When it comes to those internal professionals managing a major deliverable, we haven’t seen that kind of detail.   For sure, key messaging will almost definitely be established.  But the straightforward language and the thinking behind a brief isn’t always developed.  Such as:  Brutal honesty about what stakeholders believe and feel.  Visual and verbal statements that truly define the brand without ambiguity.  And identifying what’s important, what’s not and the metrics involved. 

Sure, there are templates to follow.  Lots of questions to be answered, from the whats (the project), and whys (reasons for being) to the whens, wheres, and hows. 

On the other hand, it’s not a deck or a massive tome.  In our heads, a creative brief needs to be true to its definition:  something that inspires (creative) and something that’s short (brief). 

What’s been your experience, dear readers?

 

Thursday
Nov192015

QUIX PIX = CHAT STAT

It had to happen.

Brands are getting into the emoji business, big time.

These graphics, originally created to add context to text, now live by themselves.  Ford promoted its latest Focus with ‘em.  Unilever’s Dove just rolled out a series of curly-haired faces, customizable by skin tone and hair color.  Domino’s uses its visual as a way to text an order. 

Entrepreneurs are making the most of this emo-design, from a 2013 “translated” edition of Moby Dick housed in the Library of Congress (yeah, called Emoji Dick) to software that suggests emoji as you type.

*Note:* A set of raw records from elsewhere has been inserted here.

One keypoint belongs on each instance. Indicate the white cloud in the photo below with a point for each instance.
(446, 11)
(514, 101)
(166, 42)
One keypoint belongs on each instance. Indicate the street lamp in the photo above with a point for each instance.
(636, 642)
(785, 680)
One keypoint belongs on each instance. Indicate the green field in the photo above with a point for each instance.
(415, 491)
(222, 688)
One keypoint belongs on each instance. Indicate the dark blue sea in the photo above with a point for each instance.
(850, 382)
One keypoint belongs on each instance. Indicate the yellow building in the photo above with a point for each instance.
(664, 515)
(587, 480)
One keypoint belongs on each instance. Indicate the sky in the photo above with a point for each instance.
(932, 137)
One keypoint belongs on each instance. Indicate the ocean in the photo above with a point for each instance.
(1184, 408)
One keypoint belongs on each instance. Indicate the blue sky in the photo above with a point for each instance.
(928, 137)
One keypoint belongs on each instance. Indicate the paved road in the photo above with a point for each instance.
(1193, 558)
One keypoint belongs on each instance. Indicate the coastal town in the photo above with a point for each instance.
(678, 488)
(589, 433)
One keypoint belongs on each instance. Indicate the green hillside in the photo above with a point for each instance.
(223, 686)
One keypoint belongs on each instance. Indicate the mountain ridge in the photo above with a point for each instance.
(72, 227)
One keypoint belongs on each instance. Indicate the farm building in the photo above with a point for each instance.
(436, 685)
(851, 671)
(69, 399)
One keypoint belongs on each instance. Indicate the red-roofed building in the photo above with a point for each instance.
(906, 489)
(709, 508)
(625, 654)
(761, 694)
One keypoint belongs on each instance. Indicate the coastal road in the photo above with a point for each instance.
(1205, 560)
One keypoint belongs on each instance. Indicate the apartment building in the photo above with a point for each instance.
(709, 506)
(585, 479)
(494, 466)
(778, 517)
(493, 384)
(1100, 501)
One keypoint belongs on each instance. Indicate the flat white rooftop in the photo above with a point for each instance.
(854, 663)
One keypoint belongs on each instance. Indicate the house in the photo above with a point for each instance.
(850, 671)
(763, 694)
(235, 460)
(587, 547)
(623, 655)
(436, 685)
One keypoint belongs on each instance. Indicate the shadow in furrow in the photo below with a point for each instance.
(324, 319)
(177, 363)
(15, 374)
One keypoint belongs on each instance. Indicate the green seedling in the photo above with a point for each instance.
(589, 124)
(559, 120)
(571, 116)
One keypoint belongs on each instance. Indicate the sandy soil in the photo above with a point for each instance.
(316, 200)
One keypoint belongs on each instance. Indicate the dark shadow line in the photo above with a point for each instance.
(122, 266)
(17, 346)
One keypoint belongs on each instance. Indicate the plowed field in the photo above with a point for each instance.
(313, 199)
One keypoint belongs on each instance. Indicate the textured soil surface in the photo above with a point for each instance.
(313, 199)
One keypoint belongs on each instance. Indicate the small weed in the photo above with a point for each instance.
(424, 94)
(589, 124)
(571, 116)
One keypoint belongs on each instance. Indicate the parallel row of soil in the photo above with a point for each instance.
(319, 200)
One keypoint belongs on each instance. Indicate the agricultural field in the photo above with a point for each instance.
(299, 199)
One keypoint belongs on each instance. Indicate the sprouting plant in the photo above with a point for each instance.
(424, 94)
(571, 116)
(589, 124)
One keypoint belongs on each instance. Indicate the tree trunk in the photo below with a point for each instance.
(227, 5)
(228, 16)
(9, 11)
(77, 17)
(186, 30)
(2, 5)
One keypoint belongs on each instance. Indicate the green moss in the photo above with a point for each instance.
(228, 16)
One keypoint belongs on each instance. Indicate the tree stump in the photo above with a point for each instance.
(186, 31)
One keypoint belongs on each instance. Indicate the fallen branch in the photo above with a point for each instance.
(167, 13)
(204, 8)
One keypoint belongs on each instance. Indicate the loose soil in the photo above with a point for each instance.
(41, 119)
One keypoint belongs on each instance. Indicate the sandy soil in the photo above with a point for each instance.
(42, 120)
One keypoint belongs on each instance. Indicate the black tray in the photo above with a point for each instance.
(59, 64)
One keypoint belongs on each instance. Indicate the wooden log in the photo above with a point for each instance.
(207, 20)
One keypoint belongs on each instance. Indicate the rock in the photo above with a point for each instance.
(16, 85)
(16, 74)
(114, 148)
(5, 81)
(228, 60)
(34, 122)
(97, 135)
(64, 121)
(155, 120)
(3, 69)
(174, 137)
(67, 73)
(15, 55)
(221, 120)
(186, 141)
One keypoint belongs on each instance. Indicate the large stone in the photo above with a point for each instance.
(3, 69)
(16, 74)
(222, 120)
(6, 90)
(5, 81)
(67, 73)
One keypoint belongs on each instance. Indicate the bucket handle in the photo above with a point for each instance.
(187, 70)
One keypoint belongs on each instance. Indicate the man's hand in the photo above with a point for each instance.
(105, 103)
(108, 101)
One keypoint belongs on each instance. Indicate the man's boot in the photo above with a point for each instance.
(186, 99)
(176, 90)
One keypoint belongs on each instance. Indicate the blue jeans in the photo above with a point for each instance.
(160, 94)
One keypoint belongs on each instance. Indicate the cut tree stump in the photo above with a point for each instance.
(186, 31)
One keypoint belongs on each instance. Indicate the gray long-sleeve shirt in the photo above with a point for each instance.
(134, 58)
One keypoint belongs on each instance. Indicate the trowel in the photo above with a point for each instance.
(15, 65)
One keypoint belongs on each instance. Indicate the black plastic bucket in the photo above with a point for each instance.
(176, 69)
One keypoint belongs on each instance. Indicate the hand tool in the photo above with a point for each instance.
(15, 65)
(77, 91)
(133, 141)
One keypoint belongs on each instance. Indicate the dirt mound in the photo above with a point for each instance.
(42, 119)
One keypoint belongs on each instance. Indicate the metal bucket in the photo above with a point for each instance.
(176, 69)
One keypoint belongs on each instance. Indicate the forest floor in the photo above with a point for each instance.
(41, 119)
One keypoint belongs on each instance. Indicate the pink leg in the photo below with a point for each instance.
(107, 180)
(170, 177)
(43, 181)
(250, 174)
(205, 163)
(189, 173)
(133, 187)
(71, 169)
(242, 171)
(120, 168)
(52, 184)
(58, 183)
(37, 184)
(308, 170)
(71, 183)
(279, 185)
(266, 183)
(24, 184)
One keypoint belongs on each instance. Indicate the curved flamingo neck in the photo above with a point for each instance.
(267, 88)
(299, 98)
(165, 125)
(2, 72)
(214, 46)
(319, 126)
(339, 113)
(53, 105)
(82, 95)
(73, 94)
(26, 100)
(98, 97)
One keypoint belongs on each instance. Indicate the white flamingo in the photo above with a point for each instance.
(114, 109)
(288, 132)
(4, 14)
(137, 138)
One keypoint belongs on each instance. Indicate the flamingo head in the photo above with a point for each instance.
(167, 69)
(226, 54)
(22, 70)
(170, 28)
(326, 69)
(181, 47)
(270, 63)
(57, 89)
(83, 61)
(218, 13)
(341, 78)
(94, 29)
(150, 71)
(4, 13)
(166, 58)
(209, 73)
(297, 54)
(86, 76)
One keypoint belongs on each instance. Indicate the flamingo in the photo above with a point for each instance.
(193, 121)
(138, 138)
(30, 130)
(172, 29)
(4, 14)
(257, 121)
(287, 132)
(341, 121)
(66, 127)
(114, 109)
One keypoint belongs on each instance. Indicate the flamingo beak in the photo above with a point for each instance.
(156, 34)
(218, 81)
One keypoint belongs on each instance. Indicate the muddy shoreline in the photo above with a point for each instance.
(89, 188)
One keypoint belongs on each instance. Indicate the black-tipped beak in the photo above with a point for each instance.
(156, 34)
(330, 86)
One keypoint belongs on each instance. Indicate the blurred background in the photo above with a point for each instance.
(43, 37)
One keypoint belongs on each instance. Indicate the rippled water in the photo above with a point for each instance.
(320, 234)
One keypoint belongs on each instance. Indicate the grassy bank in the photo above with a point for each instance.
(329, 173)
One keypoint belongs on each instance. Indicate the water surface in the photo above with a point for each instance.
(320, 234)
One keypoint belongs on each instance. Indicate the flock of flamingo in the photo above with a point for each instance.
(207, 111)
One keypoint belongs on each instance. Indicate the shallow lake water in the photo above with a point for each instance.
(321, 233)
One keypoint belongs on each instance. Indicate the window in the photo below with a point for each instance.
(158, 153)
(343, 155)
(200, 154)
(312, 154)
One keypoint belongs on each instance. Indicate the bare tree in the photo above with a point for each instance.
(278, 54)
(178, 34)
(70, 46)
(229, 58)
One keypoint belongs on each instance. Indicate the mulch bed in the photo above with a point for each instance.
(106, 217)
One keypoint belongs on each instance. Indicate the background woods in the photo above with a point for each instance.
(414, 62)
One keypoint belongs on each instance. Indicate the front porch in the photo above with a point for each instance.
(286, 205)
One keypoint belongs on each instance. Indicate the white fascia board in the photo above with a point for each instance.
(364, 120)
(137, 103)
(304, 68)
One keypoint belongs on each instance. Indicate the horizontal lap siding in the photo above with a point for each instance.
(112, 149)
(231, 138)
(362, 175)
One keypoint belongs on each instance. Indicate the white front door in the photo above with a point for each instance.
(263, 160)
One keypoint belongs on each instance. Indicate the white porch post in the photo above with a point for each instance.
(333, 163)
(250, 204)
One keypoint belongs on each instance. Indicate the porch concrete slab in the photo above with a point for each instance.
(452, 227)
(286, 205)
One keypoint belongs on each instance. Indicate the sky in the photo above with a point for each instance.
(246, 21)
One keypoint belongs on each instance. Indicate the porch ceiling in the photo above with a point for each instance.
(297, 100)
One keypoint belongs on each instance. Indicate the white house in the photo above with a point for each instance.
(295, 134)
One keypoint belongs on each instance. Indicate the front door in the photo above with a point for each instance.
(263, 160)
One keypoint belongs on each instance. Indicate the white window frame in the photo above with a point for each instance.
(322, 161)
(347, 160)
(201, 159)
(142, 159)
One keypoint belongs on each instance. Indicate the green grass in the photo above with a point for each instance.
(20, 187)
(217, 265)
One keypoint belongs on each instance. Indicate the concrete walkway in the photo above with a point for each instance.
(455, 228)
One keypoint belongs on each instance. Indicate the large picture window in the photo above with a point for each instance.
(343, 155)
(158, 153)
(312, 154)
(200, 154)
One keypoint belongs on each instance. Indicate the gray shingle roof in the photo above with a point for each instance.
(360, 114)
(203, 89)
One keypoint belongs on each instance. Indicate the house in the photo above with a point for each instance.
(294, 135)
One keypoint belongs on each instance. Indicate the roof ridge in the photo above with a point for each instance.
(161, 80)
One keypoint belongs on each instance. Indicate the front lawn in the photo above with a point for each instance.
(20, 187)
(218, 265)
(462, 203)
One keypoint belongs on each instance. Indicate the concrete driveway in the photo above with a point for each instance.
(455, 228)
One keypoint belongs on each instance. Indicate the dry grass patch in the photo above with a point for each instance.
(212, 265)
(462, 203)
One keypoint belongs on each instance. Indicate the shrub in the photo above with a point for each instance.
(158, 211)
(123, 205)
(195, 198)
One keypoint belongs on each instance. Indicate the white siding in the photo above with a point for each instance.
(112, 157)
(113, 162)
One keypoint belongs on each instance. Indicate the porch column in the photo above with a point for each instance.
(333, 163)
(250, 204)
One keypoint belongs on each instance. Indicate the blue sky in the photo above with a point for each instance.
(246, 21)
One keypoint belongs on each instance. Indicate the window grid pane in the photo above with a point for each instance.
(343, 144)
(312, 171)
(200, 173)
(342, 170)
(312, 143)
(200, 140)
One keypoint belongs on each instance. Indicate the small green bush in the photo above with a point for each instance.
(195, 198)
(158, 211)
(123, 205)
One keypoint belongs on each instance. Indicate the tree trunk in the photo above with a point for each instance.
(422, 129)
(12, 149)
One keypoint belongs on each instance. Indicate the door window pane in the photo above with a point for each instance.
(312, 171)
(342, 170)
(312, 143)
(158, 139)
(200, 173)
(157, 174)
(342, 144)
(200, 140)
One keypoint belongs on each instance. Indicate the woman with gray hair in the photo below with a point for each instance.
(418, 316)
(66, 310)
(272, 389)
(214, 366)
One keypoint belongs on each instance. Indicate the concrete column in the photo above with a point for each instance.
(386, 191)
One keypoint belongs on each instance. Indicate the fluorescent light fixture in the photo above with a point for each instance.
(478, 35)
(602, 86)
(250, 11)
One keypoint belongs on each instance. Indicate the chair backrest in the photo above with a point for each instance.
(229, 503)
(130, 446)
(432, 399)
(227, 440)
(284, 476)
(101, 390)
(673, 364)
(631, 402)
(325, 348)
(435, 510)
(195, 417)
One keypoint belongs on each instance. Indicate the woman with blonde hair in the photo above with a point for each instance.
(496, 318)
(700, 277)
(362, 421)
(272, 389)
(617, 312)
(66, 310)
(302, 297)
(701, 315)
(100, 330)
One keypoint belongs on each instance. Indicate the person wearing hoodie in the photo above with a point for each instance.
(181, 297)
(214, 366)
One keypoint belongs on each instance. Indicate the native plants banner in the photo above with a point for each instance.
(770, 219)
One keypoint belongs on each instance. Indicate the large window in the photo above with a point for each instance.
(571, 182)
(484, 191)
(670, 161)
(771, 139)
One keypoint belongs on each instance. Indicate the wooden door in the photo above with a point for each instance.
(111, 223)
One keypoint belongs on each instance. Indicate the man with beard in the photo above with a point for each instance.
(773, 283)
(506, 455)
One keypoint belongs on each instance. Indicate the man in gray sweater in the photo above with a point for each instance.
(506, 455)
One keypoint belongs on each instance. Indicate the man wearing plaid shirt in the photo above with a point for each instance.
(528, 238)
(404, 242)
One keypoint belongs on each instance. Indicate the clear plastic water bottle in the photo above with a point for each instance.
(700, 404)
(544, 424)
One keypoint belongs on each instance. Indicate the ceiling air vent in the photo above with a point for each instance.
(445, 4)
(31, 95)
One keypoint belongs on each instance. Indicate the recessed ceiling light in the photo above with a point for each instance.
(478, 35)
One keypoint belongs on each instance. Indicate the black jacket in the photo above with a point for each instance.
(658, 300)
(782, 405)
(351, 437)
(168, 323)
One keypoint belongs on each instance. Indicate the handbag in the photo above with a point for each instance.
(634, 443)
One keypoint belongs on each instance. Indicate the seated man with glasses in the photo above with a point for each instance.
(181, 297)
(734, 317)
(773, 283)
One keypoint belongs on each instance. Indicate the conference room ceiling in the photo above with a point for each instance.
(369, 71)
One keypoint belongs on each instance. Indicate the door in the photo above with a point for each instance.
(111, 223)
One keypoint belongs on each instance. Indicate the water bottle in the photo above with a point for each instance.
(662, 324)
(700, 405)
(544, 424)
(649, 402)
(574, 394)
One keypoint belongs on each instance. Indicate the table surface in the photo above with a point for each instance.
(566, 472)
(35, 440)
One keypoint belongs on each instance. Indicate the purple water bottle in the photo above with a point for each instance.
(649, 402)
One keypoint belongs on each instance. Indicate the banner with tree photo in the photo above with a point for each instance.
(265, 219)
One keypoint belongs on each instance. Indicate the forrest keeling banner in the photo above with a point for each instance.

What’s more, e-statistics are seductive.  As is the psychology behind these hieroglyphics.  Like these:

  • The richer the array of emotions, the happier and healthier the users.
  • People who use emoticons are more popular and influential than those who don’t.
  • Children today recognize corporate logos before they can read.

Now, speaking through pictures is, in short, an almost necessary adjunct to our social media conversations.  Plain language doesn’t cut it anymore.

Perhaps we need to blame Paul Rand who created a rebus of the IBM logo (think:  eye-bee-M).  Or networks like Facebook and Instagram that thrive on communicating in cartoons.  Even Apple which, late last month, announced its first emoji with a cause – against cyber-bullying. 

We have zip against winkies and smileys.  Certainly, as visual communicators, we can’t complain about the explosion of new pictures.  What we miss, really and truly, are the conversations between people, among groups, that rely on faces and sounds and tones and gestures to communicate.